A big question remains, however, over how much of WFH will be retained through 2022. Studies would seem to suggest that WFH is popular with a majority - though certainly not all - of workers under 30 year old, but it is less popular with more traditional managers. Conservative forecasts estimate it will work out to around 20% of total work hours, of the equivalent of employees spending one day a week in WFH.
That will have consequences not only for how much people depend to spend on their homes, but also the distribution of working families. With fewer days (or even no days) spent commuting, there could be a population shift of particularly higher-paid families to the outer suburbs and ex-urban regions. That could mean that Bunnings finds it has more stores in some areas than are needed, and new areas where it needs to establish coverage.

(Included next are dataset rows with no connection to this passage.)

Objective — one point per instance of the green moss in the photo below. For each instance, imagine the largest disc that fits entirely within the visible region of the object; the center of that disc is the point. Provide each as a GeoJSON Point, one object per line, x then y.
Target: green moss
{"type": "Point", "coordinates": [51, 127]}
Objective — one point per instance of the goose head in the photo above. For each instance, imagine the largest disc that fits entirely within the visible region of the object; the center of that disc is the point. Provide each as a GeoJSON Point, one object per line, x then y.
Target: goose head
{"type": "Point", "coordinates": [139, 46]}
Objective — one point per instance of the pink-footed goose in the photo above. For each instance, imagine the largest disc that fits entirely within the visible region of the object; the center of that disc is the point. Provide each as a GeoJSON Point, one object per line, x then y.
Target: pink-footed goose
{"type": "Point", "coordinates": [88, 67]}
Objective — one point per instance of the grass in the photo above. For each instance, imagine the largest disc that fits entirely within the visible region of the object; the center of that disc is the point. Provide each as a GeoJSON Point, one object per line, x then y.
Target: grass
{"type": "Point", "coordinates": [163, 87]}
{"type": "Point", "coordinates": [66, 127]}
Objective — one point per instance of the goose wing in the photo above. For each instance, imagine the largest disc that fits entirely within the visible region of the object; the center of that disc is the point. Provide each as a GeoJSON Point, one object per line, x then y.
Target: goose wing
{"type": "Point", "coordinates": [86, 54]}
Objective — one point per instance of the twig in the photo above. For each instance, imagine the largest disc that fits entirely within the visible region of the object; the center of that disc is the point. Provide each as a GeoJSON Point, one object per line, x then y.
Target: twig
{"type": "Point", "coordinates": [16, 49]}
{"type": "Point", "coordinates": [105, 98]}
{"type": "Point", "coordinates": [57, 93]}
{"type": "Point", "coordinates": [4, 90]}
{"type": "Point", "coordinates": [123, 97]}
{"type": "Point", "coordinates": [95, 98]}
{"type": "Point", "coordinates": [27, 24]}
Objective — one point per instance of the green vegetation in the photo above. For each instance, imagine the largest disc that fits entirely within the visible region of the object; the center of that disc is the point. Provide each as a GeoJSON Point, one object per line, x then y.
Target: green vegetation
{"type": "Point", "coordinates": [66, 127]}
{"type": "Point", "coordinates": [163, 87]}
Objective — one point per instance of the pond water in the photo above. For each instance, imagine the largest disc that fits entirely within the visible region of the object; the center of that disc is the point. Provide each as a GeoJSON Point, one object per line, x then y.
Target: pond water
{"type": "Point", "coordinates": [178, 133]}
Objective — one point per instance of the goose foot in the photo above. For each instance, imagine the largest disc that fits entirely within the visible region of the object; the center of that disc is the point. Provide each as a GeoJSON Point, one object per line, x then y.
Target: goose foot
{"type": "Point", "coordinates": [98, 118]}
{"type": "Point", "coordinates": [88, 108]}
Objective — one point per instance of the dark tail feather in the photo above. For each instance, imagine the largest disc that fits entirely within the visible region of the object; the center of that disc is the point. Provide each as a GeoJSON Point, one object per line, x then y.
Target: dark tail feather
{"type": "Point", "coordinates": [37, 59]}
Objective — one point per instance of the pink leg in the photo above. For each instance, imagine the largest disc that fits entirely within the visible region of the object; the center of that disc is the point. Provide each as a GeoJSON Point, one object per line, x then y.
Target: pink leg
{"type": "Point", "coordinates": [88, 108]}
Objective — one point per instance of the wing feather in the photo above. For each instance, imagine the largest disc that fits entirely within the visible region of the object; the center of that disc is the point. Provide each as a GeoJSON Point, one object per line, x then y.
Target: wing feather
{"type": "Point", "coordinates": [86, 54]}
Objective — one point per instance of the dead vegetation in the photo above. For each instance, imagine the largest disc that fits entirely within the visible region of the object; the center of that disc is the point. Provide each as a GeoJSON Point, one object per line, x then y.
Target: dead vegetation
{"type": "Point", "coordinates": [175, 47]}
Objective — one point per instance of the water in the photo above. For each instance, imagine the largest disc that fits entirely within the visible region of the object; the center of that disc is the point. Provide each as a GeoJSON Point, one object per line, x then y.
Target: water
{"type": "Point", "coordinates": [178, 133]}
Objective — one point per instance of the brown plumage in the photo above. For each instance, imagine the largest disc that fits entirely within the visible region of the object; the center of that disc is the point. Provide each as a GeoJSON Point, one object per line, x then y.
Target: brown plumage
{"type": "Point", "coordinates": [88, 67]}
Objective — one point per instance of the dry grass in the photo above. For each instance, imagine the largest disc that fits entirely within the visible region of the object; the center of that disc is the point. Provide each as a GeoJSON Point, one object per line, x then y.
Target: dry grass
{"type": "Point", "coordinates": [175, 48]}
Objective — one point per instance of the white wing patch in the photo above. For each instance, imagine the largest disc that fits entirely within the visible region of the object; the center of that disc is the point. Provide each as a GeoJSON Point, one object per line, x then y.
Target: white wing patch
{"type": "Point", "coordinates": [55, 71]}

With all this activity created by the pandemic, it is easy to forget about some of the ongoing societal changes in Australia, which will (hopefully) have more influence in 2022. The major change that HNN believes is becoming more pressing in home improvement is that the market is splitting. It's a situation where 85% to 90% of all revenue comes from the "traditional" hardware market, but over 80% of future growth comes from that other 10% to 15% of the market.
This is beginning to create difficulties in the home improvement industry on a global basis. Most retailers, for the moment, are choosing to concentrate on the traditional market - understandably, though this means that some growth opportunities are missed. For example, it is arguable that hardware retailers were unable to retain more of the new DIY customers that came their way in the pandemic because they could not pivot to meet their needs.
That said, the one retail-focused company in Australia that has grasped some aspects of this problem is actually Wesfarmers. What Mr Scott seems to have understood, and analysts are now coming alive to, is that digital commerce, including ecommerce, represents a way to accommodate this shift in the market.
In dealing with purely traditional markets, ecommerce is hard to justify, as it essentially involves selling the same products to the same people at a lower rate of profit as you have to employ expensive delivery services at a discount to the customer. Or, to put that another way, companies have invested heavily in a specific delivery technology, the store itself, and ecommerce discounts the effectiveness of that investment.
In reality, though, digital commerce is a way for retailers to access entirely new markets, as well as providing extra services to existing markets. One part of the emerging DIY market, for example, is heavily invested in things such as 3D printing, CNC routers, electronics and next-generation smarthomes (which rely on central processing more than the internet of things).
Bunnings might not want to sell 3D printers in-store, but there would be a viable market for the retailer to sell these online. It's just that the relationship shifts with those customers from being a physical operation with a virtual addition, to being a virtual retailer with a really useful physical operation on the side.
In HNN's view, Mr Scott's central insight is that this form of digital-enhanced retailing is set to deliver a significant advantage through the 2020s. We saw Wesfarmers take a big leap forward in retailing when it developed, under the guidance the company's current chairman of the board Michael Chaney, the Bunnings model. It seems likely Mr Scott will develop what amounts to the digital equivalent to that model - one which has a much wider and more significant place in Australian retail in the decade to come.